Bank of America, the second biggest US lender, saw profits rise 63pc, beating analysts' estimates as the company kept expenses in check.
The company, which has 1,800 Irish staff, said second-quarter net income climbed to $4.01bn (€3.05bn), or 32 cents a share, from $2.46bn a year earlier.
Chief executive officer Brian Moynihan has said he'll eliminate $8bn in annual costs by the end of 2014 and $10bn tied to troubled mortgages a year later.

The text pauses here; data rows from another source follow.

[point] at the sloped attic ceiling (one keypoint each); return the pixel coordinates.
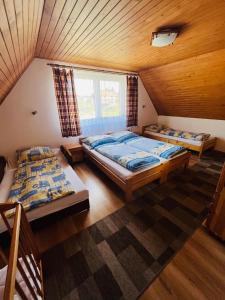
(116, 34)
(19, 27)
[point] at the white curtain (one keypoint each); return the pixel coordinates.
(101, 101)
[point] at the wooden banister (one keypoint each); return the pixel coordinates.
(24, 256)
(13, 257)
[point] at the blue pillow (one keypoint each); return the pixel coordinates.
(122, 136)
(97, 140)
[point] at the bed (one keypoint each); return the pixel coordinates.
(194, 145)
(80, 196)
(130, 181)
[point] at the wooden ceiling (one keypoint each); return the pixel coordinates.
(105, 33)
(19, 26)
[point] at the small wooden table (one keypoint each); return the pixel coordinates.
(74, 151)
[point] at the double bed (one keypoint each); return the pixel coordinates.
(80, 196)
(129, 181)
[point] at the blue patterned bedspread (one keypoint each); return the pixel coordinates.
(39, 182)
(155, 147)
(129, 157)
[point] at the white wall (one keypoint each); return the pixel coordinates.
(35, 91)
(214, 127)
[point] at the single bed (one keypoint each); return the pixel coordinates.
(81, 194)
(198, 146)
(130, 181)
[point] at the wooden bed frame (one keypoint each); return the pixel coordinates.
(208, 144)
(136, 181)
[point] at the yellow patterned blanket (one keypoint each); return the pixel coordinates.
(39, 182)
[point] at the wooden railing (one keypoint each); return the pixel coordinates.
(23, 257)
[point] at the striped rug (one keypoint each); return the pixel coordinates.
(119, 256)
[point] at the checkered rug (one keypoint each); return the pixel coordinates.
(119, 256)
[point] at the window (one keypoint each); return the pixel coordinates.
(101, 101)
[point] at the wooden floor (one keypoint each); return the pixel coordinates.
(197, 271)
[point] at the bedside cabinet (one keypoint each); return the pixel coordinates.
(73, 152)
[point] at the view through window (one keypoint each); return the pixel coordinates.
(101, 101)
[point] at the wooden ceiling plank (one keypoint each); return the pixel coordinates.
(5, 56)
(90, 25)
(57, 12)
(63, 30)
(182, 89)
(119, 23)
(85, 14)
(32, 34)
(62, 21)
(35, 22)
(25, 30)
(12, 24)
(46, 17)
(6, 35)
(4, 72)
(138, 24)
(122, 17)
(38, 23)
(121, 6)
(18, 6)
(31, 8)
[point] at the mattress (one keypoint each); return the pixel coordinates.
(81, 192)
(115, 167)
(188, 141)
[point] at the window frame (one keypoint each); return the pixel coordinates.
(97, 77)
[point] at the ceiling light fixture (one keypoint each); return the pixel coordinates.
(163, 38)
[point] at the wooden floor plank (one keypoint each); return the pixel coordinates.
(197, 272)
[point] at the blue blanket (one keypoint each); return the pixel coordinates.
(155, 147)
(131, 158)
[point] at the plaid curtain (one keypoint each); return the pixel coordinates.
(132, 100)
(66, 102)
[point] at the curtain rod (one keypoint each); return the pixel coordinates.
(94, 70)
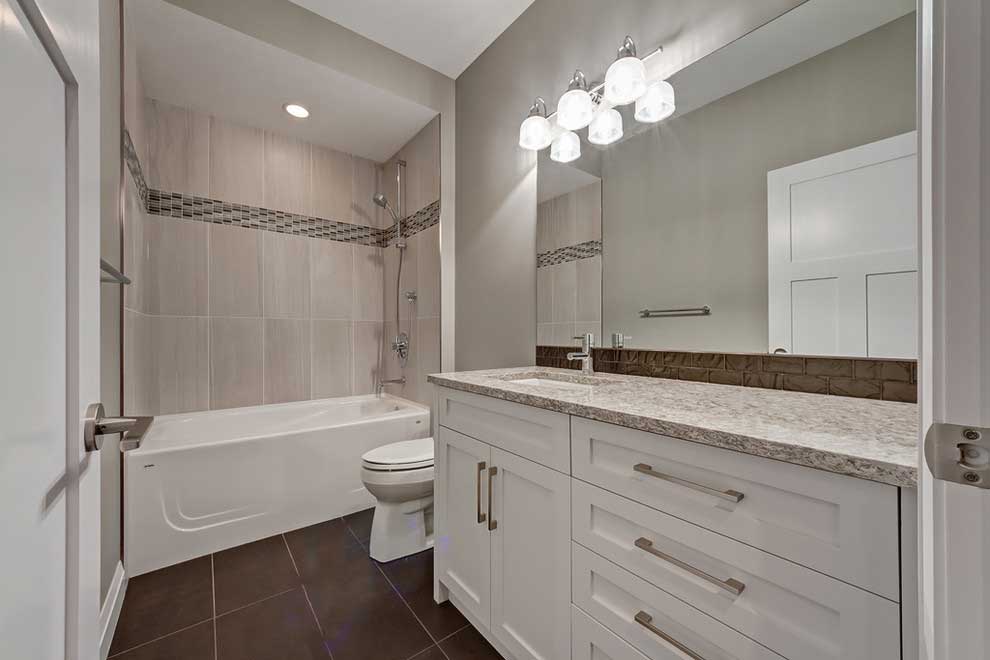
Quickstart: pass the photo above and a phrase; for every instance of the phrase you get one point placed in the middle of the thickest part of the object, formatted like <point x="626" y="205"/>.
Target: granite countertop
<point x="875" y="440"/>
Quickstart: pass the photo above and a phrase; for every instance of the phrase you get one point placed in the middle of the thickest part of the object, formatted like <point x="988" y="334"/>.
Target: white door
<point x="49" y="336"/>
<point x="954" y="374"/>
<point x="463" y="552"/>
<point x="531" y="568"/>
<point x="843" y="255"/>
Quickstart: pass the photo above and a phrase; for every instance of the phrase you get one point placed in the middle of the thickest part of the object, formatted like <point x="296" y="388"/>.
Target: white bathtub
<point x="202" y="482"/>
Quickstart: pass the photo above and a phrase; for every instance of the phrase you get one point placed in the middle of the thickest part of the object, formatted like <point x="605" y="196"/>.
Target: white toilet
<point x="400" y="476"/>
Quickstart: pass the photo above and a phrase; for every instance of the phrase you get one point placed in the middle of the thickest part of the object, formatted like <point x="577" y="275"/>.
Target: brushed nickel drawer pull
<point x="729" y="495"/>
<point x="481" y="516"/>
<point x="733" y="586"/>
<point x="492" y="523"/>
<point x="645" y="620"/>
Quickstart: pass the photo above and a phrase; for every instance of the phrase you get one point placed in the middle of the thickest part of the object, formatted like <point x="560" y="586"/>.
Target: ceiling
<point x="190" y="61"/>
<point x="445" y="35"/>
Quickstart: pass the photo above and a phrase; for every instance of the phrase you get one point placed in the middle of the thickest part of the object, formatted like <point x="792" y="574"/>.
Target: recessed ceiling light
<point x="296" y="110"/>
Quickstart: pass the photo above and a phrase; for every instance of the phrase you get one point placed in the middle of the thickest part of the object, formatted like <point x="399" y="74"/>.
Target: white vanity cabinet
<point x="562" y="537"/>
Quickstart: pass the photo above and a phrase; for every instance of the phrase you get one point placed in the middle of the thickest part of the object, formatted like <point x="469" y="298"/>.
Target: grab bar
<point x="704" y="310"/>
<point x="111" y="275"/>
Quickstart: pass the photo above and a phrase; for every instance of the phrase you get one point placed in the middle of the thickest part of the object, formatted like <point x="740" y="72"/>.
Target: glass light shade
<point x="566" y="147"/>
<point x="625" y="80"/>
<point x="606" y="128"/>
<point x="575" y="110"/>
<point x="656" y="103"/>
<point x="534" y="133"/>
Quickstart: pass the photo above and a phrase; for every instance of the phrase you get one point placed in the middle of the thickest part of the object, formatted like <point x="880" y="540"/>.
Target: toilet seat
<point x="402" y="456"/>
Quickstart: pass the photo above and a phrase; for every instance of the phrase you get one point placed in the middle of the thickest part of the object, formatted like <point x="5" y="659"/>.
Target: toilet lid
<point x="406" y="454"/>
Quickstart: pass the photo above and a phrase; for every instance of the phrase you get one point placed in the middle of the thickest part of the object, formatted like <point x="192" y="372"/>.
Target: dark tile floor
<point x="306" y="594"/>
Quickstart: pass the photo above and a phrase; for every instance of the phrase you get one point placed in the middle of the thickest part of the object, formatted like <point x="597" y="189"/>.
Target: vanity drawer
<point x="838" y="525"/>
<point x="791" y="609"/>
<point x="539" y="435"/>
<point x="591" y="640"/>
<point x="652" y="620"/>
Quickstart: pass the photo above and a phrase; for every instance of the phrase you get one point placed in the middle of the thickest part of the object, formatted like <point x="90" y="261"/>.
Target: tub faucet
<point x="380" y="387"/>
<point x="587" y="343"/>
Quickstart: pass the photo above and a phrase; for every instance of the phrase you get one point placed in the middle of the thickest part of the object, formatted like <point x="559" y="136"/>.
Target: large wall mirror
<point x="774" y="212"/>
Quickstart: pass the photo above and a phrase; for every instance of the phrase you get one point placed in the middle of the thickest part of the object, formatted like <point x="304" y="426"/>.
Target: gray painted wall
<point x="496" y="180"/>
<point x="685" y="205"/>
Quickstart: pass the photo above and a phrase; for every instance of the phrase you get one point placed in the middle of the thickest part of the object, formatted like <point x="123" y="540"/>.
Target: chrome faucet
<point x="380" y="386"/>
<point x="587" y="343"/>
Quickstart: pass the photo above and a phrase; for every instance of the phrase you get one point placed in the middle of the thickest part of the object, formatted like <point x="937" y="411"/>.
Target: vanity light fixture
<point x="535" y="132"/>
<point x="656" y="103"/>
<point x="576" y="108"/>
<point x="296" y="110"/>
<point x="625" y="80"/>
<point x="566" y="147"/>
<point x="606" y="128"/>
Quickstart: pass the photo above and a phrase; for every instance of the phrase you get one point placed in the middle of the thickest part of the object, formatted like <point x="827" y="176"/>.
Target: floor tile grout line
<point x="159" y="638"/>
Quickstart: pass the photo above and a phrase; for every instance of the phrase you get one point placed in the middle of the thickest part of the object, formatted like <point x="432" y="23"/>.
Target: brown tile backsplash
<point x="890" y="380"/>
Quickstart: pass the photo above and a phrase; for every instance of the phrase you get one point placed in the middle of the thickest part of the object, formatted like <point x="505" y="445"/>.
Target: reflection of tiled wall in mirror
<point x="569" y="266"/>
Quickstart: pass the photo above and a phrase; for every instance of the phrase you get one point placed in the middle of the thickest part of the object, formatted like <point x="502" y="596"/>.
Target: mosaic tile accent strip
<point x="569" y="253"/>
<point x="862" y="378"/>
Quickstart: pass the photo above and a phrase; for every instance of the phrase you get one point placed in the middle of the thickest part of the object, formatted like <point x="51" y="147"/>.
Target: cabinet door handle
<point x="645" y="620"/>
<point x="729" y="495"/>
<point x="733" y="586"/>
<point x="481" y="515"/>
<point x="492" y="523"/>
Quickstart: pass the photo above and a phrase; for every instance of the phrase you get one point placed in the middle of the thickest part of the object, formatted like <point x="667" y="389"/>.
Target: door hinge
<point x="960" y="454"/>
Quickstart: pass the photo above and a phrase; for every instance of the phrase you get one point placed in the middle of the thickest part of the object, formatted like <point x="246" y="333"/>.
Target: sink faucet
<point x="587" y="343"/>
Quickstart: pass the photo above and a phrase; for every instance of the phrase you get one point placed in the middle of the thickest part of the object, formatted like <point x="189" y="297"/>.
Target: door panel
<point x="530" y="558"/>
<point x="463" y="553"/>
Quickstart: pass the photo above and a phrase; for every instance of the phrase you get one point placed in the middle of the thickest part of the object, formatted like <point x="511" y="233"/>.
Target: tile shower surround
<point x="865" y="378"/>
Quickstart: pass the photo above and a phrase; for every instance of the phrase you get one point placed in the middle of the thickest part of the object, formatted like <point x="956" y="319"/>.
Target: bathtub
<point x="202" y="482"/>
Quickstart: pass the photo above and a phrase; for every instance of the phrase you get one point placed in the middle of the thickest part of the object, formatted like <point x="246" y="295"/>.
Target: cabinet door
<point x="531" y="592"/>
<point x="463" y="549"/>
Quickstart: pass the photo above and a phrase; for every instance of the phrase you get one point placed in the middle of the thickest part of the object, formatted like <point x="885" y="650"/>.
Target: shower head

The biggest banks are focused on curbing expenses amid new regulations, higher capital requirements and sluggish lending.
Revenue rose 3.5pc to $22.7bn from a year earlier.
Expenses fell to $16bn from $17bn a year earlier as the staff shrank, litigation costs dropped by more than half and the division handling troubled mortgages provided less of a drag.
Profit from global markets excluding adjustments climbed 57pc to $935m. Higher equity sales and trading revenue helped boost revenue along with an increase in debt and equity issuance. (Bloomberg)
BANK OF NY MELLON PROFIT UP BY 79PC
Bank of New York Mellon, which employs more than 1,000 staff in Ireland, reported second-quarter profit rose 79pc, as the stock-market rally boosted assets and fees for overseeing them.
Net income rose to $833m (€633m) from $466m a year earlier. Profit in this year's second quarter included an after-tax gain of $109m related to an equity investment.
Chief executive Gerald Hassell has been focused on increasing the assets the bank oversees, cutting costs and raising prices to existing customers to combat the impact of lower interest rates.
In 2011, Hassell trimmed jobs and set a target to save as much as $700m by 2015 through operational improvements. "They put up a very solid quarter," said Gerard Cassidy, an analyst with RBC Capital Markets.
"Rising rates moving forward will be positive for them." (Bloomberg)
SALES BOOST PROFIT AT ABBOTT BY 16PC
US global pharmaceutical giant Abbott Laboratories said second quarter profit climbed 16pc on expanding sales in emerging markets.
The company, which has an extensive presence in Ireland, saw profit from operations rise to $476m (€362m), from $411m a year earlier.
Sales in emerging markets rose 13pc, helping revenue increase to $5.45bn from $5.31bn a year earlier.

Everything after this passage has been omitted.